Volgren, which was bought earlier this year by Brazilian company Marcopolo S.A., declined to comment yesterday but the main union on the site said it had held talks with management about shutting the site by September.
Australian Manufacturing Workers Union organiser Todd Nickle said 43 blue-collar workers would lose their jobs, with staff taking the potential total of job losses to about 60.
‘‘This is a state-of-the-art business, it’s the biggest spray-painting bay in the country, so to be shutting down after just two years, there’s more to this than we know yet,’’ Mr Nickle said.
Deputy opposition leader Linda Burney blamed the state government for the closure, saying that if it had ‘‘kept its commitment to build new buses across NSW this wouldn’t be happening’’.
Transport Minister Gladys Berejiklian said the government’s reform to bus-buying tenders was giving taxpayers ‘‘value for money’’.
‘‘Regrettably, the previous Labor government made an unsustainable promise by deliberately bringing forward bus orders in a cynical election stunt, effectively creating a market bubble for the local bus manufacturing industry,’’ Ms Berejiklian said.
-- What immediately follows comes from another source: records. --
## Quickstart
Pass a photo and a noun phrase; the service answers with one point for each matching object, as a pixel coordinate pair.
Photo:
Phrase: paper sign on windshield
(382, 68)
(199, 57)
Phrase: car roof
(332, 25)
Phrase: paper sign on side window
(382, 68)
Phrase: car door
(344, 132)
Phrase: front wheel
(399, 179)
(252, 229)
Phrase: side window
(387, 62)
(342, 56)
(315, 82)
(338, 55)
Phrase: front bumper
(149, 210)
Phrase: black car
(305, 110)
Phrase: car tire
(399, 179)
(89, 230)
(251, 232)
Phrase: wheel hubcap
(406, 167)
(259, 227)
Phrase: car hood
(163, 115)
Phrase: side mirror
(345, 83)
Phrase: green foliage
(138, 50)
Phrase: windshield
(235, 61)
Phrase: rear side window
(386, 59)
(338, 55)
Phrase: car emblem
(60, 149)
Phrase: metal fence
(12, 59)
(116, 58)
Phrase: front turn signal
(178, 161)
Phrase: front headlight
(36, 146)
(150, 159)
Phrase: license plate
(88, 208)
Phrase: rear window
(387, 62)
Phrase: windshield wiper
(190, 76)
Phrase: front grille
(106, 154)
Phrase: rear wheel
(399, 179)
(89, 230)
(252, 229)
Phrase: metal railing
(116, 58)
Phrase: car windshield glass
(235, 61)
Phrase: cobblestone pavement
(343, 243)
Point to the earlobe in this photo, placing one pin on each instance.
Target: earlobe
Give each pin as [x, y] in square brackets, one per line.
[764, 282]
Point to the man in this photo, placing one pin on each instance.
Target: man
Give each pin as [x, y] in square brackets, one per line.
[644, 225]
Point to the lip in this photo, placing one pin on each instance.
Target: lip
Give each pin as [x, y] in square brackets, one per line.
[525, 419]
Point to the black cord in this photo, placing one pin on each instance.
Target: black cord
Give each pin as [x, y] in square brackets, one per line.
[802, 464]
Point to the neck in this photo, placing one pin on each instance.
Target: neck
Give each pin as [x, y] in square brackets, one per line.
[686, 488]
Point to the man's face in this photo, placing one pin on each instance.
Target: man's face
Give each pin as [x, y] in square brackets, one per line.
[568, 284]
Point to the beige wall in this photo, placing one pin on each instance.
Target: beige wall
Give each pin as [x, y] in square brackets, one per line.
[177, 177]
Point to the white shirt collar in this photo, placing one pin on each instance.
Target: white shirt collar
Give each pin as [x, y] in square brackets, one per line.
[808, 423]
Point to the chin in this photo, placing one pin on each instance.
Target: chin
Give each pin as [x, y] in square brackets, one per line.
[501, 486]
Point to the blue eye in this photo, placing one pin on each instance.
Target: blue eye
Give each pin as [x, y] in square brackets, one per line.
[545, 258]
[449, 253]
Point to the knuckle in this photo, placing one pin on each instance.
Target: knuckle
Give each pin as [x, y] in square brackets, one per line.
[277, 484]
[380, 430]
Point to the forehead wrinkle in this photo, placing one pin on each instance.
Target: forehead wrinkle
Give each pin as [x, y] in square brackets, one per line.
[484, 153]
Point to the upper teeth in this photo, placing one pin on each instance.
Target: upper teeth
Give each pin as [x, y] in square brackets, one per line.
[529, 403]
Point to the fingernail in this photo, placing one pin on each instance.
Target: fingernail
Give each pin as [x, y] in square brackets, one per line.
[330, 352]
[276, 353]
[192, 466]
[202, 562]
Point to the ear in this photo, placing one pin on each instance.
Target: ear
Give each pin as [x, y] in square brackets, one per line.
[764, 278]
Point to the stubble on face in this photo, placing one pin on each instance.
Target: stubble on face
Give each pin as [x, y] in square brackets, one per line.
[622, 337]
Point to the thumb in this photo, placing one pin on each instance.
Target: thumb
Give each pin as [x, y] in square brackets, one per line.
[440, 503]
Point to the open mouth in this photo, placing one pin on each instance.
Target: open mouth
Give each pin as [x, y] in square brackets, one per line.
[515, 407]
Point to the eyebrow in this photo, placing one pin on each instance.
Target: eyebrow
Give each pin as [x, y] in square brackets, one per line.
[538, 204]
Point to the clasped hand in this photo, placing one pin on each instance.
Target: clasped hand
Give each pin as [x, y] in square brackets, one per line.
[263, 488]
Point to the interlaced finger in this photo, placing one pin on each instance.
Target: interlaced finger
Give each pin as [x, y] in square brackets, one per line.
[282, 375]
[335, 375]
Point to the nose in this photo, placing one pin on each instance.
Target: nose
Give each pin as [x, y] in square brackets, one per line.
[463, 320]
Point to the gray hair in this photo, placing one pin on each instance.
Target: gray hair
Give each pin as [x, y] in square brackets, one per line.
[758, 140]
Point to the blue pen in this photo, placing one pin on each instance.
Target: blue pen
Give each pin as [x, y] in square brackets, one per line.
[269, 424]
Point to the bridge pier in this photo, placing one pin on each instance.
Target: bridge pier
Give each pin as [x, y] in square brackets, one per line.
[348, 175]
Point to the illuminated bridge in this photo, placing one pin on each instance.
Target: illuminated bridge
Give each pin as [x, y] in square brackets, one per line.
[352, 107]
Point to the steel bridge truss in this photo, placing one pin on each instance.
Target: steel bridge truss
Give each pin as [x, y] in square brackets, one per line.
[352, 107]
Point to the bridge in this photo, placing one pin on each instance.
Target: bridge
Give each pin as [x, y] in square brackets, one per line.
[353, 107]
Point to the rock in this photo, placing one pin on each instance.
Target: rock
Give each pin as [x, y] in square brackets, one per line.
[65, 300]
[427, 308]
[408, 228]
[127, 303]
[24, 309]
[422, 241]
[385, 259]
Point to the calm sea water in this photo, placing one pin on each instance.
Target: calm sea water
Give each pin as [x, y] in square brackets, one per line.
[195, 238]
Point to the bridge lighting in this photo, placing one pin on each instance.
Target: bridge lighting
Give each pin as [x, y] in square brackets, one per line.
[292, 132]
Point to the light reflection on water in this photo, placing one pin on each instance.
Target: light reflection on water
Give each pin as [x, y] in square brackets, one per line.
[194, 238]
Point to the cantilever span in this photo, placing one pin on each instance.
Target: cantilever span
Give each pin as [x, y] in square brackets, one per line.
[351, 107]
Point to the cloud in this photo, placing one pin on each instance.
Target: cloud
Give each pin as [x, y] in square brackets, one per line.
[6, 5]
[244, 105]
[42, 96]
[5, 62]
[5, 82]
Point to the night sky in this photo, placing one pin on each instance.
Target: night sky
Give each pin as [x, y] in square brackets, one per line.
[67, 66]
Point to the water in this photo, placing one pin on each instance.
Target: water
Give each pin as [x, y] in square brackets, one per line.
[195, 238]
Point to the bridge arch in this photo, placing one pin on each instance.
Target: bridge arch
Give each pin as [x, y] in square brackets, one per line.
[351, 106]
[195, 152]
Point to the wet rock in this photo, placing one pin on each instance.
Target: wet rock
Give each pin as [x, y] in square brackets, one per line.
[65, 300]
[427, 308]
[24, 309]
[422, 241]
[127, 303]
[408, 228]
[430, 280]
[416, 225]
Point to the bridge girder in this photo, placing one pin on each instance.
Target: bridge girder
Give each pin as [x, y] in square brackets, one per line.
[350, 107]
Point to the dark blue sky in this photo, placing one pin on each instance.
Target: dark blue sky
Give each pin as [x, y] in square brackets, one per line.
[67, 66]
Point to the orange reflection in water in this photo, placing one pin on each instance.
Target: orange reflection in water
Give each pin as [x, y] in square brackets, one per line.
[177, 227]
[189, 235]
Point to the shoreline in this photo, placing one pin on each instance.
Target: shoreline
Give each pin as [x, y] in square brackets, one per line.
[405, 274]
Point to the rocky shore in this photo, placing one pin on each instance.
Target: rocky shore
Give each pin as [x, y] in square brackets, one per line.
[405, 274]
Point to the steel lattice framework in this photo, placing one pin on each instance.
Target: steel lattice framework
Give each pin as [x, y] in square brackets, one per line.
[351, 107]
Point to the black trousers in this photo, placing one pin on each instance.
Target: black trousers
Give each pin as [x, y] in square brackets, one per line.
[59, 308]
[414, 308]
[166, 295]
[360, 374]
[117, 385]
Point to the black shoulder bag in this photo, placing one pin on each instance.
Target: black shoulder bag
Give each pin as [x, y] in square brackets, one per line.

NSW Bus and Coach Association executive director Darryl Mellish said Coalition changes to bus procurement had led to a ‘‘pause’’ in bus buying by existing operators, who did not want to buy new buses while they faced the chance of losing their business in the latest round of route tenders, which were open to all comers.
He was confident orders would resume once the tenders were completed, although official figures showed a steady decline in NSW bus registrations from 703 in 2009 to 130 in the first five months of this year.
The Volgren factory at Kilcoy Drive, Tomago, was officially opened in March 2010 at a cost of $18million.
Its initial contract was to build 150 articulated or ‘‘bendy’’ buses for State Transit’s Sydney service at a cost of $106million.